Credito IVA da dichiarazione omessa. Si pronunciano le Sezioni Unite.

A volte certe vicende tributarie sembrano non avere mai fine.

Parliamo stavolta della questione della utilizzabilità di un credito IVA in caso di dichiarazione omessa. Col conseguente mancato riporto del credito e quindi la sua perduta tracciatura nel sistema dei controlli automatizzati dell’Agenzia delle Entrate.

Dopo un lungo periodo di approccio formale al problema (nel senso di considerare il credito perso o comunque attivabile solo con una procedura di rimborso) da molto tempo ormai la giurisprudenza aveva virato verso una impostazione sostanzialista. Il credito poteva essere portato in compensazione, qualora esistente e documentabile, anche in assenza dell’adempimento dichiarativo. Non secondario il fatto che nel frattempo la normativa partire dal D.Lgs. n. 313 del 1997 fosse cambiata, non prevedendo espressamente la perdita del credito in caso di dichiarazione omessa.

Anche la prassi, con cautela, aveva preso atto di questo orientamento della Corte di legittimità. La stessa Agenzia delle Entrate, prima con la circolare n. 34/E del 6 agosto 2012, poi con la circolare N. 21/E del 25 giugno 2013 aveva riconosciuto questa impostazione.

Nella prima circolare ancora si pretendeva venisse attivata la procedura prevista dall’ultimo periodo del secondo comma art. 21 del D.Lgs. n. 546/1992, con un ricorso da chiudere poi in conciliazione giudiziale.

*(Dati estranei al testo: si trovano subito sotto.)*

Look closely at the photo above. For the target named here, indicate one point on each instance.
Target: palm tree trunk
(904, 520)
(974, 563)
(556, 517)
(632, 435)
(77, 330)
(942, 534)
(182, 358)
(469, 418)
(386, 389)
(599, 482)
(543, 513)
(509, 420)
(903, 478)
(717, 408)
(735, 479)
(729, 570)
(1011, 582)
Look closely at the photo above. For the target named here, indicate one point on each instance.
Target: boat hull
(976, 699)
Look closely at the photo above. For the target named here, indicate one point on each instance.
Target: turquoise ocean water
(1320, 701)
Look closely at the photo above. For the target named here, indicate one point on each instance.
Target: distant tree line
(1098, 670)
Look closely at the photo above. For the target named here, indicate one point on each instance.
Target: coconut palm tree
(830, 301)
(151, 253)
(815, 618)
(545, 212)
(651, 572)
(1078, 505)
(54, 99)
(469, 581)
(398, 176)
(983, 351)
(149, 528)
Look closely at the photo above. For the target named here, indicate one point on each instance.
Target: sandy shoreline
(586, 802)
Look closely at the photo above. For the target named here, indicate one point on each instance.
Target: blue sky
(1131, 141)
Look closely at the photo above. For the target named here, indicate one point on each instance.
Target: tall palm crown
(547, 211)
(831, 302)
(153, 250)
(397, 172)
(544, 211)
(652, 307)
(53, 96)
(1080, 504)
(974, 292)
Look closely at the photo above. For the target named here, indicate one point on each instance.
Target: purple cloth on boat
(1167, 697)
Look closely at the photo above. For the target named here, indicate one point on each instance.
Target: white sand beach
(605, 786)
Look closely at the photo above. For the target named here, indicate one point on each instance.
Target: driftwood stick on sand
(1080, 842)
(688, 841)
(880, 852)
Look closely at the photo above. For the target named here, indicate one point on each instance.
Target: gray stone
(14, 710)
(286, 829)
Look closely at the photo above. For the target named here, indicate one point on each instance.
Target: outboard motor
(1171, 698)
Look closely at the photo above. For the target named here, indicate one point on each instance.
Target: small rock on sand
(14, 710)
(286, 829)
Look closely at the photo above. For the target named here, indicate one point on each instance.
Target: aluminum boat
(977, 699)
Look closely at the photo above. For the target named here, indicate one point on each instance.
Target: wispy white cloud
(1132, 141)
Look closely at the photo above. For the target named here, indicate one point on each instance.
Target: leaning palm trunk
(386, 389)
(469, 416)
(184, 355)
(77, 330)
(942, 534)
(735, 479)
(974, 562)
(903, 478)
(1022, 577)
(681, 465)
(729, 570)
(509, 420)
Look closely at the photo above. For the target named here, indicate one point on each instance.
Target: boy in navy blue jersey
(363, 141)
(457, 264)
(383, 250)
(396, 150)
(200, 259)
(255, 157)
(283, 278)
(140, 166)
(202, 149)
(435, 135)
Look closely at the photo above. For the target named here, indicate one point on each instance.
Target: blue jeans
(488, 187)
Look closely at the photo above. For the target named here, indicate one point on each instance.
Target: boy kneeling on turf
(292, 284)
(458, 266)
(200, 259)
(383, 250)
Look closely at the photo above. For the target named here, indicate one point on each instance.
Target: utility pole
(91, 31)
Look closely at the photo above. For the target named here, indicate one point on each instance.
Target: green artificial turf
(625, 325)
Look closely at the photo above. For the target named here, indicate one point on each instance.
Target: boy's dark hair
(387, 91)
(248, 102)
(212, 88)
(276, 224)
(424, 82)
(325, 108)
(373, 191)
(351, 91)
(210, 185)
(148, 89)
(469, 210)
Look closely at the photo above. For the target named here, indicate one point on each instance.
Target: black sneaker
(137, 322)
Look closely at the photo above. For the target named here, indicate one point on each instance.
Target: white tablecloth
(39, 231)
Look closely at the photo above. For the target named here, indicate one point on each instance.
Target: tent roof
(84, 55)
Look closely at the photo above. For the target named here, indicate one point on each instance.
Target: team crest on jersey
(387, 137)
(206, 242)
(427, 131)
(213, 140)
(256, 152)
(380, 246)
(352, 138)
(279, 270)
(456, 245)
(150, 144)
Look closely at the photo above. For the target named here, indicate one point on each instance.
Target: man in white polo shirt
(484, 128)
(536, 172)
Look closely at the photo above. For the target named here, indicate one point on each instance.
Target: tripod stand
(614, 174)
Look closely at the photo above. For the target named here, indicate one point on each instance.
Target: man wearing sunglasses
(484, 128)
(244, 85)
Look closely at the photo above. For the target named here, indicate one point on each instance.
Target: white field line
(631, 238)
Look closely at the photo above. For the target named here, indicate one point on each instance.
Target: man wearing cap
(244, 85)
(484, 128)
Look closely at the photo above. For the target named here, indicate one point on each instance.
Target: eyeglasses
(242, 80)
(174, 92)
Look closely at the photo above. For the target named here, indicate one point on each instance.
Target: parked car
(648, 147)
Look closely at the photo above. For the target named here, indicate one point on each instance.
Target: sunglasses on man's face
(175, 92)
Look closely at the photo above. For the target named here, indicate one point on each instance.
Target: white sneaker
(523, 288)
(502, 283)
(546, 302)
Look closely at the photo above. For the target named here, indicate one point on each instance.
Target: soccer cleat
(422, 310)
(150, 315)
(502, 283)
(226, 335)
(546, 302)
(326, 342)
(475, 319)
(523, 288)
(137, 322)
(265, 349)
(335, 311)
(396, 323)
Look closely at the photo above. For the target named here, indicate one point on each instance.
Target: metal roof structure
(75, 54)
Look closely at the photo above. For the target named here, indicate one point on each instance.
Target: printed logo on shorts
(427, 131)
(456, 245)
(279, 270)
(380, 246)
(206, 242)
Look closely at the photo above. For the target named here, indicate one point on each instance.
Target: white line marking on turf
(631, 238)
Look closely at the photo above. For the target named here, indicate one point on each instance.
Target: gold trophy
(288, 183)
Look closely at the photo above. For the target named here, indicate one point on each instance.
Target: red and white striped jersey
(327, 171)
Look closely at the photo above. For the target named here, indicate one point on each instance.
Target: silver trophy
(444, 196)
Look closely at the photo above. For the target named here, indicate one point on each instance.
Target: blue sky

Nella seconda si semplificava il procedimento con il riconoscimento del credito in fase di controllo automatizzato (con la procedura del preavviso di irregolarità). Dunque, anziché richiedere l’effettuazione del pagamento seguita da un’istanza di rimborso, si è consentito agli Uffici di “scomputare” direttamente l’importo del credito medesimo dalle somme complessivamente dovute in base alla originaria comunicazione di irregolarità e, conseguentemente, ai sensi del comma 2 dell’articolo 2 del d.lgs. 18 dicembre 1997, n. 462, di emettere una “comunicazione definitiva” contenente la rideterminazione delle somme che residuano da versare a seguito dello scomputo operato.

Fermo restando che sono comunque dovuti gli interessi e la sanzione contestata ai sensi dell’articolo 13 del d.lgs. n. 471 del 1997 sulla parte di credito effettivamente utilizzata. Con qualche dubbio residuo su una sanzione comminata per omesso versamento a fronte di un versamento non dovuto, una volta che si sia riconosciuto il credito.

Ma, nondimeno, qualche sentenza della Suprema Corte, anche negli anni più recenti ha continuato, con l’inerzia e il “copia-incolla” che notiamo talvolta in giurisprudenza, a seguire l’orientamento più datato, creando una situazione di non completa certezza che il recente filone, più in linea coi principi della Corte UE e con lo Statuto del Contribuente si fosse realmente consolidato.

Finalmente la questione è stata rimessa alle Sezioni Unite della Corte di Cassazione che con la Sentenza n. 17757 del 8 settembre 2016 spiegano compiutamente il perché il credito IVA non si possa perdere per l’omissione di un adempimento formale (la dichiarazione) ancorché importante. E che coniugano alla fine il seguente principio di diritto : «La neutralità dell’imposizione armonizzata sui valore aggiunto comporta che, pur in mancanza di dichiarazione annuale, l’eccedenza d’imposta – risultante da dichiarazioni periodiche e regolari versamenti per un anno e dedotta entro il termine previsto per la presentazione della dichiarazione relativa al secondo anno successivo a quello in cui il diritto è sorto – sia riconosciuta dal giudice tributario se siano stati rispettati dai contribuente tutti i requisiti sostanziali per la detrazione; pertanto, in tal caso, il diritto di detrazione non può essere negato nel giudizio d’impugnazione della cartella emessa dal fisco a seguito di controllo formale automatizzato, laddove, pur non avendo il contribuente presentato la dichiarazione annuale per il periodo di maturazione, sia dimostrato in concreto – ovvero non controverso – che si tratti di acquisti fatti da un soggetto passivo d’imposta, assoggettati a IVA e finalizzati a operazioni imponibili».

E’ una conferma quindi dell’orientamento più recente e, riteniamo, anche indirettamente della prassi ad esso ormai correlata.